🏆 Winner — Google Track: Best Implementation of AI at Hack Canada 2026
Watch the demo on YouTube · View on Devpost
A multi-agent policy simulation engine that stress-tests Canadian government policies before they reach the public. You describe a policy. Civica deploys 8 domain specialists and 50 demographically grounded validators to find what goes wrong — and who gets hurt most.
Round 1 — Specialist Analysis
Eight domain experts analyze the policy simultaneously: a labor economist, urban planner, fiscal analyst, housing economist, equity researcher, regional analyst, construction analyst, and demographic economist. Each surfaces risks with severity ratings, affected groups, and causal mechanisms.
Round 2 — Demographic Validation
Fifty synthetic Canadian residents — distributed across 20 cities, grounded in Statistics Canada income, vacancy, and employment data — each read the specialist risks and respond from their own position. A 25-year-old renter in Nunavut sees the policy differently than a 55-year-old homeowner in Vancouver.

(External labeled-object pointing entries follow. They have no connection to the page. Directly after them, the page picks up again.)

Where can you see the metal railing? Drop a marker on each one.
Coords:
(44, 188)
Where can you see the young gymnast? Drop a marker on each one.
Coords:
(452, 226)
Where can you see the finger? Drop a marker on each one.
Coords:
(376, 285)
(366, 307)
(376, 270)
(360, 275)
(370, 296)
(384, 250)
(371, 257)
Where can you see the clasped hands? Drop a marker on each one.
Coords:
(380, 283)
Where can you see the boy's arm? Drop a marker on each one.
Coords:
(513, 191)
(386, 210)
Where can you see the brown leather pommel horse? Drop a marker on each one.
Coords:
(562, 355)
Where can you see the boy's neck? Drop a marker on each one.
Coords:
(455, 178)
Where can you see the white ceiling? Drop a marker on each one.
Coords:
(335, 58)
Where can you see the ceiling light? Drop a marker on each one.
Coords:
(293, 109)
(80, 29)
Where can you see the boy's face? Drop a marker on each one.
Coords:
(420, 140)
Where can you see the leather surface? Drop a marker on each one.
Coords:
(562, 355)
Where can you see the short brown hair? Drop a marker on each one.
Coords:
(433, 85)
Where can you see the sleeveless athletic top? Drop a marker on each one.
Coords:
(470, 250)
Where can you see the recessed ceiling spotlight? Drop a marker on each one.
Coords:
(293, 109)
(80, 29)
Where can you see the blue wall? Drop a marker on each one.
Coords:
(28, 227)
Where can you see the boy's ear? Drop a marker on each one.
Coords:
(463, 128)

They confirm, reject, or flag entirely new risks the specialists missed.
Coordinator Synthesis
A coordinator model reads everything and produces the final intelligence report: overall risk level, key insight, blind spots, and a ranked breakdown of every risk with agent agreement scores.
| Layer | Technology |
|---|---|
| Backend | Python, FastAPI, Server-Sent Events |
| AI routing | Backboard SDK |
| Specialists + Coordinator | GPT-4o (OpenAI) |
| Validators | Claude Haiku (Anthropic) |
| Frontend | React 19, TypeScript, Vite, Framer Motion |
| Data | Statistics Canada (20 city profiles) |
Prerequisites: Python 3.11+, Node 18+
1. Clone and install
git clone https://github.com/Shlok-Ippala/Civica.git
cd Civica
pip install fastapi uvicorn httpx python-dotenv requests pandas stats-can
cd frontend && npm install && cd ..2. Set up environment
Create a .env file in the project root:
BACKBOARD_API_KEY=espr_...
3. Start the backend
python server.pyRuns on http://localhost:8000
4. Start the frontend
cd frontend
npm run devRuns on http://localhost:5173
Civica/
├── server.py # FastAPI server, SSE streaming, input validation
├── orchestrator.py # Simulation pipeline (specialists → validators → coordinator)

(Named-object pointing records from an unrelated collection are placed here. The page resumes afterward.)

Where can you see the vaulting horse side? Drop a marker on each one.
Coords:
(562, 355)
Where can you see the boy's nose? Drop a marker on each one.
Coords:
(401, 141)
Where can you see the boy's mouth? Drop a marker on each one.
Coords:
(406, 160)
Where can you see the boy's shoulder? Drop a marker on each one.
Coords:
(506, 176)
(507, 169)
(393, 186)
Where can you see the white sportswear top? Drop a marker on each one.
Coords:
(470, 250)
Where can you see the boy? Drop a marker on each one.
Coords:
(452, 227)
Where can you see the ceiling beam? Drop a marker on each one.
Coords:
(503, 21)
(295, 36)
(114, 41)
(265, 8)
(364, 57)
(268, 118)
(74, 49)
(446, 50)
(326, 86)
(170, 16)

├── agents.py # 50 demographic validator personas
├── policy_classifier.py # Pre-simulation policy classification
├── confidence_scorer.py # Post-simulation confidence scoring
├── forward_validator.py # Seals outputs for future real-world validation
├── data_pipeline.py # StatsCan data loader and city profile builder
├── backboard.py # Backboard SDK client
├── main.py # CLI entry point (single policy or --compare mode)
├── data/
│ └── city_profiles.json # Prebuilt city profiles from StatsCan
└── frontend/
└── src/
├── App.tsx # Stage orchestration and SSE handling
├── types.ts # Shared TypeScript types
├── components/
│ ├── Stage1Input.tsx # Policy input UI
│ ├── Stage2Simulation.tsx # Live agent animation
│ └── Stage3Findings.tsx # Intelligence report
└── index.css # Design tokens and global styles
The simulation produces the richest output when a policy has internal tension — groups it helps and groups it hurts, urban/rural splits, short-term vs long-term tradeoffs, or implementation gaps between provinces. Straightforwardly good or bad policies tend to produce flat results.
Some prompts that worked well:
- National rent control capping annual increases at 2%, including new construction, with a 3-year clawback
- Eliminating traditional grading in all public schools by 2027, with private schools exempt
- Mandating 30% indigenous procurement on all federal infrastructure projects over $10M
Every simulation is sealed with a hash and timestamp in validation_log/. The intent is to run the same policy through the simulation after real-world outcomes are known and score the match. forward_validator.py handles this — it's not automated yet, but the infrastructure is there.
- Validator personas are synthetic. They are statistically grounded but not real people.
- City profiles are point-in-time StatsCan snapshots, not live data.
- The coordinator model can be overconfident. Check the blind spots section of every report.
- Parallel validator calls mean occasional empty responses — these are filtered out automatically.